Pitchfork Pat has turned in his plowshare for a sword. Joseph Farah has decided that he has a dog in this hunt after all and more than a few chicken-little libertarians have flown the coop for the safety of the federal fox’s protection. Such rampant abandonment of principle would be disheartening if I thought that it made any difference at all.

Let’s get one thing out of the way first. John Kerry is a bad man. The Democratic candidate is an open advocate of unvarnished evil. He is a liar, he is a tin soldier without honor, he is the all-too-eager tool of those who hope to use him to institute both national and global socialism, and much to the dismay of those who sneer at the president’s intelligence, he simply isn’t very bright. John Kerry would make a mediocre president and only the combination of Kerry’s extreme incompetence and a Republican Congress would prevent him from making a horrible one.

George Bush, unlike John Kerry, is an excellent politician. Unfortunately, he has used his political gifts and his trustworthy persona to betray his base constituency, conservative Republicans, at nearly every turn. Just a week before the election, he again delivered a stunning slap in the face to his core supporters, this time to social conservatives who believe (wrongly, in my opinion) that using the power of the federal government is the best way to protect the institution of marriage.

The battle cry of the current conservative con, “we are at war,” is an ancient political device. After more than 400 years of non-contiguous terms for Rome’s ruling consuls, an astute politician, Gaius Marius, used the very real threat posed by the Cimbri and the Teutoni to justify his unprecedented re-elections to the consulship. Previously, a few consuls had served more than one term – though almost never twice in a row – but Marius arranged to hold six consulships between 107 and 100 B.C., and in the process instituted the bloody proscriptions that led to Rome’s first civil war.

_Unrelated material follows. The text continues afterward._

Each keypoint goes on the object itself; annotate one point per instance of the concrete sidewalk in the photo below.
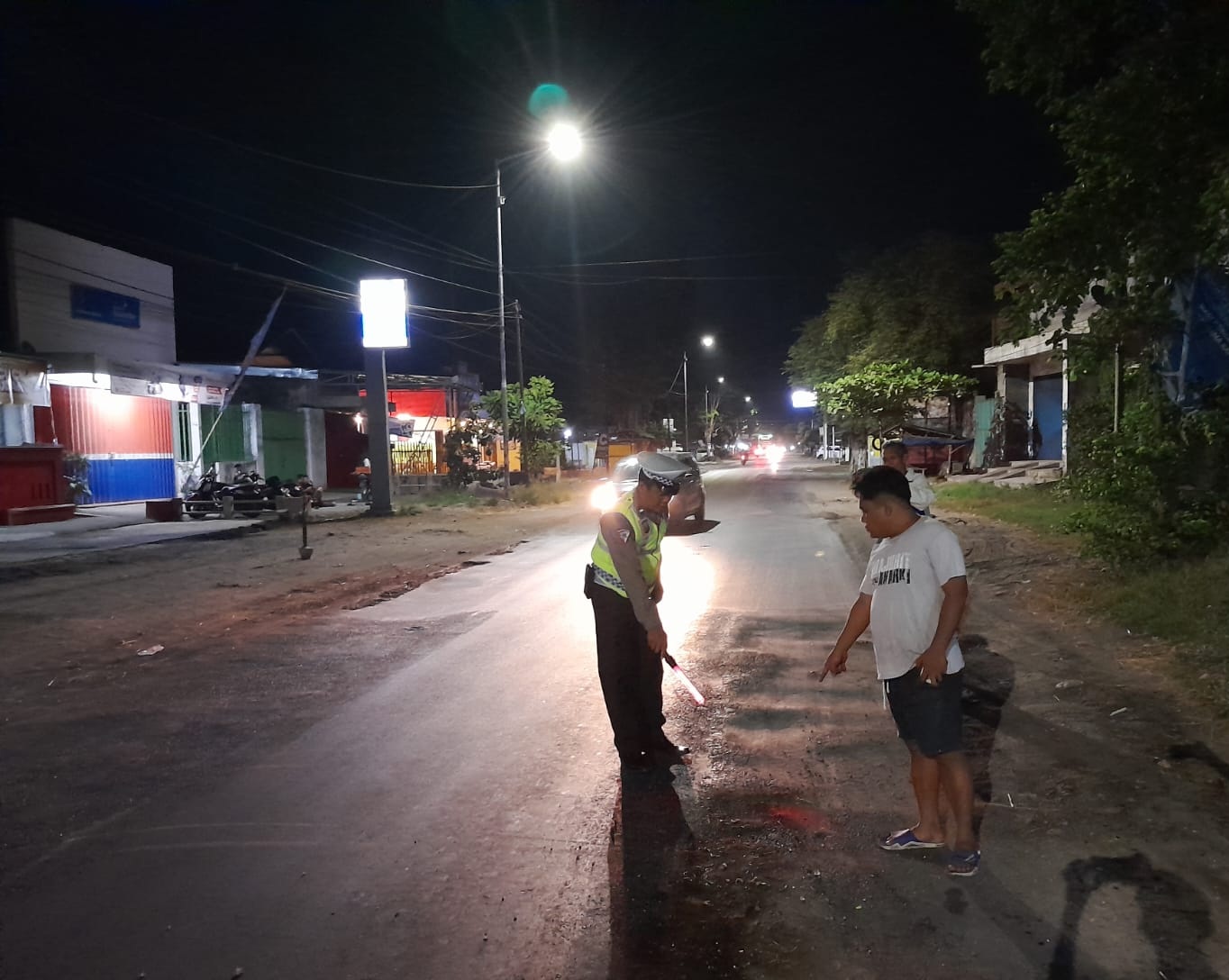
(112, 526)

Interestingly enough, his first consulship also saw the passage of the Lex Caelia tabellaria, which introduced secret voting in trials for treason.

Shades of the Patriot Act, one might say. Like Marius, George Bush poses as the defender of the nation, although the continuing conflict in Iraq manifestly demonstrates that he is not the martial peer of the great Roman general. He has other poses, too, as imaginative conservatives continue to claim him as one of their own though he is not and has never really claimed to be.

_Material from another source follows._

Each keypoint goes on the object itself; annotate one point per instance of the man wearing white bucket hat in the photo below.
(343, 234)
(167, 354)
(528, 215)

George Bush’s most successful pose has been his iconic image as a patriotic, anti-U.N. defender of American national sovereignty. This is wildly off-base, considering that most of the president’s statements and actions on the international scene have been inimical to national sovereignty and strongly supportive of the globalist agenda. He ordered the country to rejoin UNESCO, supports the Law Of The Sea treaty and in 2002 declared before the U.N. General Assembly “we will show that the promise of the United Nations can be fulfilled in our time.” Indeed, he gave defending the legitimacy of the United Nations as one of his primary reasons for invading Iraq.

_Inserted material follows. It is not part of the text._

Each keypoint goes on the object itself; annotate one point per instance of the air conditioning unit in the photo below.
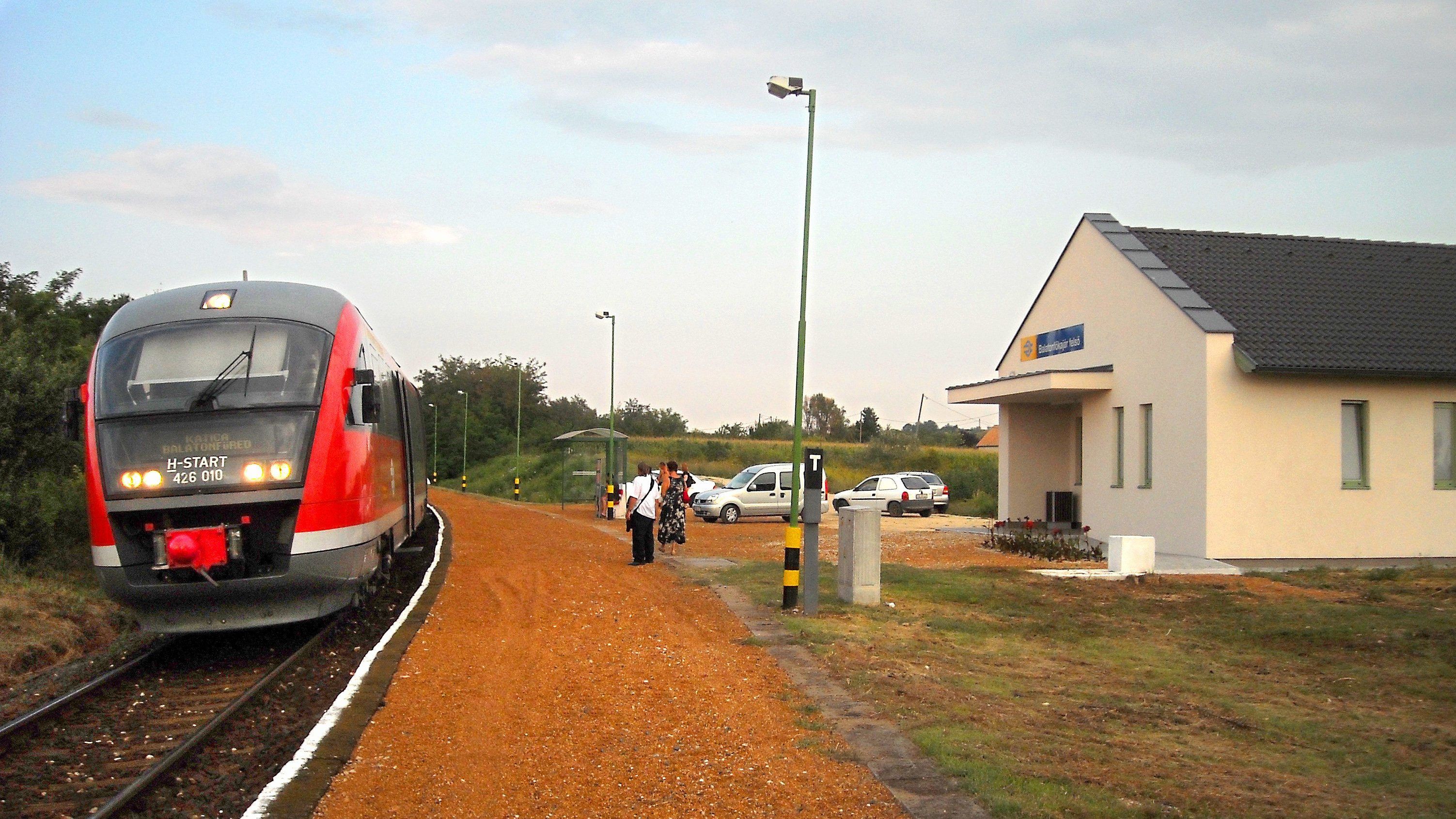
(1062, 508)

It is true that everything that can be counted against George Bush can be counted three times over against John Kerry. Nor can it be denied that for advocates of freedom and human liberty, George Bush is still the lesser evil. Many have said that supporting the lesser evil is therefore the good and right thing to do, but I strongly disagree. Those who claim God is dead can do as they see fit, but Christians are not commanded to do the lesser evil, they are told to do what is right in all things, even if that requires them to walk a hard and narrow path alone.

If America is a car headed for a cliff, a vote for John Kerry is like stepping on the gas, while voting for George Bush can be best equated with leaving it on cruise control. However, if you are at all concerned with the long-term direction of this country, I strongly suggest pulling on the emergency brake by voting for one of the two men who are genuinely committed to reclaiming America’s stolen birthright, Michael Badnarik of the Libertarian Party or Michael Peroutka of the Constitution Party.

Neither man will win tomorrow’s election. But at least you will have the satisfaction of knowing that you are not a willing accomplice in the ongoing bipartisan destruction of your country.